Edit

Share via


Index tuning

Index tuning is a feature in your Azure Database for PostgreSQL flexible server instance that automatically improves the performance of your workload by analyzing the tracked queries and providing index recommendations.

It's a built-in offering in your Azure Database for PostgreSQL flexible server instance, which builds on top of Monitor performance with query store functionality. Index tuning analyzes the workload tracked by query store, and produces index recommendations to improve the performance of the analyzed workload or to drop duplicate or unused indexes.

General description of the index tuning algorithm

When the index_tuning.mode server parameter is configured to report, tuning sessions are automatically started with the frequency configured in server parameter index_tuning.analysis_interval, expressed in minutes.

In the first phase, the tuning session searches for the list of databases in which it considers that whatever recommendations it might produce might significantly impact the overall performance of the system. To do so, it collects all queries recorded by query store whose executions were captured within the lookup interval this tuning session is focusing on.

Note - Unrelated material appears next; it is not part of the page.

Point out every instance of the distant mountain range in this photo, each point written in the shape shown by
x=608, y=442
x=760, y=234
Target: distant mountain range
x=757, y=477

The lookup interval currently spans to the past index_tuning.analysis_interval minutes, from the starting time of the tuning session.

For all user-initiated queries with executions recorded in query store and whose runtime statistics aren't reset, the system ranks them based on their aggregated total execution time. It focuses its attention on the most prominent queries, based on their duration.

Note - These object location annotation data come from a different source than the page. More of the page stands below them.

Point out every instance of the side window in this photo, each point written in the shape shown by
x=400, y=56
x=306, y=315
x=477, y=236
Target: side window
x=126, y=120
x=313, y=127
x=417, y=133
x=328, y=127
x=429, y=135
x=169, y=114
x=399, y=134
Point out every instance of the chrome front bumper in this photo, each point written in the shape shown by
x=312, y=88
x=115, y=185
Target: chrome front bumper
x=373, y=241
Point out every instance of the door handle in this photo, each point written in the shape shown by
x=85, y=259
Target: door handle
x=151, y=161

The following queries are excluded from that list:

  • System-initiated queries. (that is, queries executed by azuresu role)
  • Queries executed in the context of any system database (azure_sys, template0, template1, and azure_maintenance).

The algorithm iterates over the target databases, searching for possible indexes that could improve the performance of analyzed workloads. It also searches for indexes that can be eliminated because they're identified as duplicates or not used for a configurable period of time.

CREATE INDEX recommendations

For each database identified as a candidate to analyze for producing index recommendations, all SELECT, UPDATE, INSERT, and DELETE queries executed during the lookup interval and in the context of that specific database are factored in.

The resulting set of queries is ranked based on their aggregated total execution time, and the top index_tuning.max_queries_per_database is analyzed for possible index recommendations.

Potential recommendations aim to improve the performance of these types of queries:

  • Queries with filters (that is, queries with predicates in the WHERE clause),
  • Queries joining multiple relations, whether they follow the syntax in which joins are expressed with JOIN clause or whether the join predicates are expressed in the WHERE clause.
  • Queries combining filters and join predicates.
  • Queries with grouping (queries with a GROUP BY clause).
  • Queries combining filters and grouping.
  • Queries with sorting (queries with an ORDER BY clause).
  • Queries combining filters and sorting.

Note

The only type of indexes the system currently recommends are those of type B-Tree.

If a query references one column of a table and that table has no statistics, it skips the whole query and doesn't produce any index recommendations to improve its execution.

Analysis required to gather statistics can be triggered manually using the ANALYZE command or automatically by the autovacuum daemon.

index_tuning.max_indexes_per_table specifies the number of indexes that can be recommended, excluding any indexes that might already exist on the table for any single table referenced by any number of queries during a tuning session.

index_tuning.max_index_count specifies the number of index recommendations produced for all tables of any database analyzed during a tuning session.

For an index recommendation to be emitted, the tuning engine must estimate that it improves at least one query in the analyzed workload by a factor specified with index_tuning.min_improvement_factor.

Likewise, all index recommendations are checked to ensure that they don't introduce regression on any single query in that workload of a factor specified with index_tuning.max_regression_factor.

Note

index_tuning.min_improvement_factor and index_tuning.max_regression_factor both refer to cost of query plans, not to their duration or the resources they consume during execution.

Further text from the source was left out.